Em recente passagem por Salvador, onde participou de seminário sobre a reforma da Previdência, o presidente nacional da Federação Nacional do Fisco Estadual e Distrital, Charles Alcântara, conversou com o Bocão News e fez alguns alertas sobre a PEC 287, que tramita na Câmara dos Deputados e está prestes a ser votada em plenário. Ela chama a atenção para o tempo de contribuição, que deve ser de 49 anos, e idade mínima de 65 para aposentadoria. Além de ser taxativo. "O que existe na Previdência é roubo e não rombo".

Bocão News – Quais são as críticas a PEC 287, da Reforma da Previdência?
Charles Alcântara
- Estamos falando do sistema de seguridade social mais importante em vigor desde a Constituição de 88. O maior programa de distribuição de renda da América Latina. Estamos falando de sistema que a Carta de 88 confirmou estado democrático, social de direito. Temos que ter responsabilidade com qualquer proposta que afete esse sistema. Vivemos em um país profundamente desigual, injusto, e esse sistema ajuda a atenuar. Em mais de 70% dos municípios esse programa representa mais do que o FPM. Ele garante o mínimo de dignidade para as pessoas, movimenta a economia desses municípios. O que o governo propõe é simplesmente desmontar esse sistema. Ainda que diga que é para manter é para garantir o futuro, representa a destruição do presente. Que país esse governo imagina para a sociedade. Nós queremos um país que desampare o idoso, que aprofunde a pobreza, a miséria, a exclusão? Mais de 70% dos idosos retém como fonte de receita pelo menos um benefício desse sistema.

O governo quer aprofundar essa miséria, jogar na rua contingente de idosos desrespeitando a Constituição Federação em seu artigo 230 é garantir dignidade e bem-estar a pessoa idoso, possibilitar que tenha participação na comunidade e garantia à vida. No Artigo 3, fala em erradicar a miséria e marginalização e reduzir a desigualdade regional.
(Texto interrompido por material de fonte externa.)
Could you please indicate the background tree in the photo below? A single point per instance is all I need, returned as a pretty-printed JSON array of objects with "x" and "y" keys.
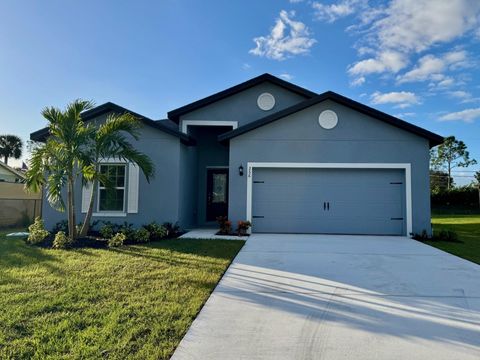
[
  {"x": 439, "y": 181},
  {"x": 451, "y": 154},
  {"x": 110, "y": 142},
  {"x": 59, "y": 161},
  {"x": 10, "y": 146}
]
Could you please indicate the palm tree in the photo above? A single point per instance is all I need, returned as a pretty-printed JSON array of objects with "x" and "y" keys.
[
  {"x": 110, "y": 142},
  {"x": 10, "y": 146},
  {"x": 62, "y": 158}
]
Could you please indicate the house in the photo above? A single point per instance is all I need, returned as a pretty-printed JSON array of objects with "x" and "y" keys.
[
  {"x": 281, "y": 156},
  {"x": 9, "y": 174}
]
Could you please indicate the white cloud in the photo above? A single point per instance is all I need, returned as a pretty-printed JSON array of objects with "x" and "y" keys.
[
  {"x": 286, "y": 76},
  {"x": 401, "y": 99},
  {"x": 416, "y": 25},
  {"x": 427, "y": 66},
  {"x": 405, "y": 28},
  {"x": 246, "y": 66},
  {"x": 464, "y": 96},
  {"x": 287, "y": 38},
  {"x": 467, "y": 115},
  {"x": 388, "y": 61},
  {"x": 404, "y": 115},
  {"x": 459, "y": 94},
  {"x": 432, "y": 67},
  {"x": 333, "y": 12},
  {"x": 358, "y": 81}
]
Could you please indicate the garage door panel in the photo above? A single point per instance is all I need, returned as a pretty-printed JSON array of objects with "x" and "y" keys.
[{"x": 361, "y": 201}]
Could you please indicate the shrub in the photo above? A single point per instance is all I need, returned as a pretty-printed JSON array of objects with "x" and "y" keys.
[
  {"x": 423, "y": 236},
  {"x": 242, "y": 227},
  {"x": 37, "y": 232},
  {"x": 446, "y": 235},
  {"x": 443, "y": 235},
  {"x": 173, "y": 229},
  {"x": 25, "y": 220},
  {"x": 117, "y": 240},
  {"x": 156, "y": 231},
  {"x": 107, "y": 231},
  {"x": 225, "y": 225},
  {"x": 463, "y": 197},
  {"x": 128, "y": 230},
  {"x": 142, "y": 235},
  {"x": 60, "y": 226},
  {"x": 61, "y": 241}
]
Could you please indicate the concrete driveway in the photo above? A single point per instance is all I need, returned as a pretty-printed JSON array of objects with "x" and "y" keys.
[{"x": 339, "y": 297}]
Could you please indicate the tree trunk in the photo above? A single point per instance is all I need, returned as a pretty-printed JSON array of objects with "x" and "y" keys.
[
  {"x": 72, "y": 230},
  {"x": 88, "y": 215},
  {"x": 449, "y": 177}
]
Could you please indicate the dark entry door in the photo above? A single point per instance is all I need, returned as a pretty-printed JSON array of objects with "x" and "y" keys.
[{"x": 217, "y": 193}]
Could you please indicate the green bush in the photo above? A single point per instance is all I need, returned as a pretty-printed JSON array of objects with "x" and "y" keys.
[
  {"x": 117, "y": 240},
  {"x": 142, "y": 235},
  {"x": 61, "y": 241},
  {"x": 60, "y": 226},
  {"x": 173, "y": 229},
  {"x": 157, "y": 231},
  {"x": 128, "y": 230},
  {"x": 463, "y": 197},
  {"x": 446, "y": 235},
  {"x": 106, "y": 231},
  {"x": 37, "y": 232}
]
A PEC aprofunda, agrava a marginalização e ainda mais a desigualdade.

Agrava em que sentido?
CA
- Na medida em que exige a idade mínima, criando uma confusão nas pessoas que podem achar que aos 65 anos todos terão direito.  O governo usa países como a Alemanha, Dinamarca, Bélgica como referência para sustentar o modelo proposto. Qualquer pessoa informada sabe que são realidades diferente. Qualidade de vida da população desses países é superior a realidade brasileira. Adotaram como referência os 65 anos. O governo na diz que nesses países a expectativa de vida é de 81 anos, enquanto aqui é 75. Segundo o IBGE, a expectativa de quem nasce em Santa Catarina é de 78 anos. No Maranhão, 70. O que existe na Previdência é roubo e não rombo. Esse governo quer aprofundar o roubo. Não há combate aos sonegadores que deixam de pagar a Previdência, os deputados que devem a Previdência. O governo dispensa R$ 60 bilhões.
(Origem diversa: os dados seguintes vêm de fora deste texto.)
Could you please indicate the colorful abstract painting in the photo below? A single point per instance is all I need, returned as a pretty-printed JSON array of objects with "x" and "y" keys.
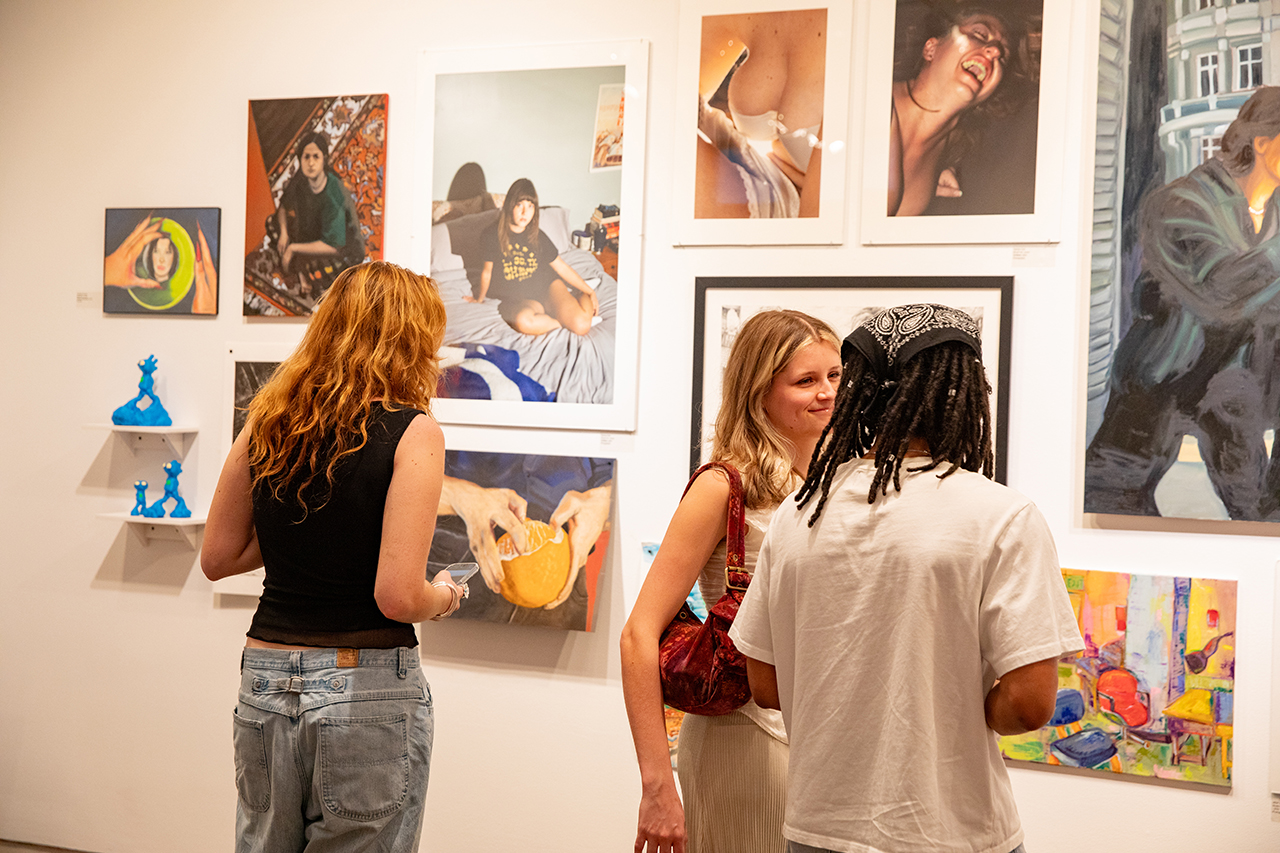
[
  {"x": 1152, "y": 692},
  {"x": 314, "y": 197}
]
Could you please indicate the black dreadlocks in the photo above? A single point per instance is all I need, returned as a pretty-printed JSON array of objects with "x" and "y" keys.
[{"x": 941, "y": 396}]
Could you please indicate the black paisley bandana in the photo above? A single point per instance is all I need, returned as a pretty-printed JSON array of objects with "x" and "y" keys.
[{"x": 890, "y": 338}]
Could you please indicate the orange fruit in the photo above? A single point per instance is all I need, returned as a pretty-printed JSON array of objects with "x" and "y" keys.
[{"x": 536, "y": 578}]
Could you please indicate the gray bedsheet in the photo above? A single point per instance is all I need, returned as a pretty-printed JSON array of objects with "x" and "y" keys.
[{"x": 574, "y": 368}]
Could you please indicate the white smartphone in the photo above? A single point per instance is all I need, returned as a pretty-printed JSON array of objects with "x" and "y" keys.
[{"x": 461, "y": 571}]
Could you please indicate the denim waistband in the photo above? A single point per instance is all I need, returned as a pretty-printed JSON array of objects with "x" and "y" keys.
[{"x": 298, "y": 661}]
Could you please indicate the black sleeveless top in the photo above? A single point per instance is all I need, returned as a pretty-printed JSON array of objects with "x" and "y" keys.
[{"x": 320, "y": 569}]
Qual seria, então, um modelo ideal?
CA
– Uma previdência pública para proteger seus cidadãos, para promover o bem-estar. Essa é a finalidade do Estado. O que queremos é o fortalecimento da previdência e não o desmonte.  Um país justo e democrático é quando tivermos um sistema de proteção social forte, que dê tranquilidade para os jovens e idosos. E não é verdade que não seja possível sustentar esse sistema com esse alcance. O pais que queremos é um país de idosos sem assistência? O governo está propondo aumentar a idade para receber o benefício continuado para idosos e deficiente. Isso é absurdo.
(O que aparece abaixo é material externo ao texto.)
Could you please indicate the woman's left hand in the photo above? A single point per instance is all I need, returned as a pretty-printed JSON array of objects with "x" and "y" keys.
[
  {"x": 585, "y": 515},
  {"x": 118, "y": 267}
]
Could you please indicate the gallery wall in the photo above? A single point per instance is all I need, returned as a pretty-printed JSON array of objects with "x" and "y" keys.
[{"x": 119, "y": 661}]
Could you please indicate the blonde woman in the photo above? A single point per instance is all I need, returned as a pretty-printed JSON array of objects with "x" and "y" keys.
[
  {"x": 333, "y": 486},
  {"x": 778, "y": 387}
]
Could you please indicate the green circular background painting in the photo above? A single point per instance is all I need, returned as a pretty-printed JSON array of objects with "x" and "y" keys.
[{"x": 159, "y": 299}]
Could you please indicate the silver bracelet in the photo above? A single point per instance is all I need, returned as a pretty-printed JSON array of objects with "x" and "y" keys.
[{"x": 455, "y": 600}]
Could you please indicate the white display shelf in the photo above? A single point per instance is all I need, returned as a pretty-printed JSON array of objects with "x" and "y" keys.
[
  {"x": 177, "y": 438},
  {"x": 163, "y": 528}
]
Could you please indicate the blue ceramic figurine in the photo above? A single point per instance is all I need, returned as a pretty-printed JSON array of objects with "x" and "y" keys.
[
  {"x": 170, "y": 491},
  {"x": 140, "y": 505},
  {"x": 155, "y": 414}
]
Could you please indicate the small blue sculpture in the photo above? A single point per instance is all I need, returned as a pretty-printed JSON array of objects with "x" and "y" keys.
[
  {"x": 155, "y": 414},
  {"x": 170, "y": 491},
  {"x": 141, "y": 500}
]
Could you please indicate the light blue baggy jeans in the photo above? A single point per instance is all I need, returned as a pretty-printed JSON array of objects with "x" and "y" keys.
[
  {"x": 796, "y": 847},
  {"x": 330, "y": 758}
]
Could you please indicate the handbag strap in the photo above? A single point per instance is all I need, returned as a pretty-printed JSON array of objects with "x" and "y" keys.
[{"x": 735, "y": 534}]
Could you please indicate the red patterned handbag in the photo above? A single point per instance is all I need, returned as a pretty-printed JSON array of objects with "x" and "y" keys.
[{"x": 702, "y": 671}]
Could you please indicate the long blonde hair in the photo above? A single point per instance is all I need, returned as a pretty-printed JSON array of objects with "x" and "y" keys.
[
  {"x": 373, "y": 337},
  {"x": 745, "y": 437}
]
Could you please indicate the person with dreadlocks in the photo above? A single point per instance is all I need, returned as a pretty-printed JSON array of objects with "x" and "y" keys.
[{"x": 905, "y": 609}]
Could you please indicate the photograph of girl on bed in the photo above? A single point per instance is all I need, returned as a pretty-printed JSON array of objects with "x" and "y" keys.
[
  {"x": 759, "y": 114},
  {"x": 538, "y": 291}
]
Qual é o publico que esse modelo mais afeta?
CA
- Ele e perverso do início ao fim com todos os segmentos e idade de quem vive do seu trabalho. Mais beneficia de quem vive de renda, agiotagem, especulação. É perverso com jovem porque impõe ao jovem 16 anos optar por se qualificar, estudar ou entrar no mercado de trabalho e ter a chance de se aposentar aos 65 anos se tiver 49 anos de contribuição ininterrupto. Hoje, os dados da Previdência mostram que apenas 21% dos que se aposentaram cumpriram 25 anos de contribuição, que é o patamar mínimo. 79% dos segurados não conseguiram chegar a 25 anos de contribuição.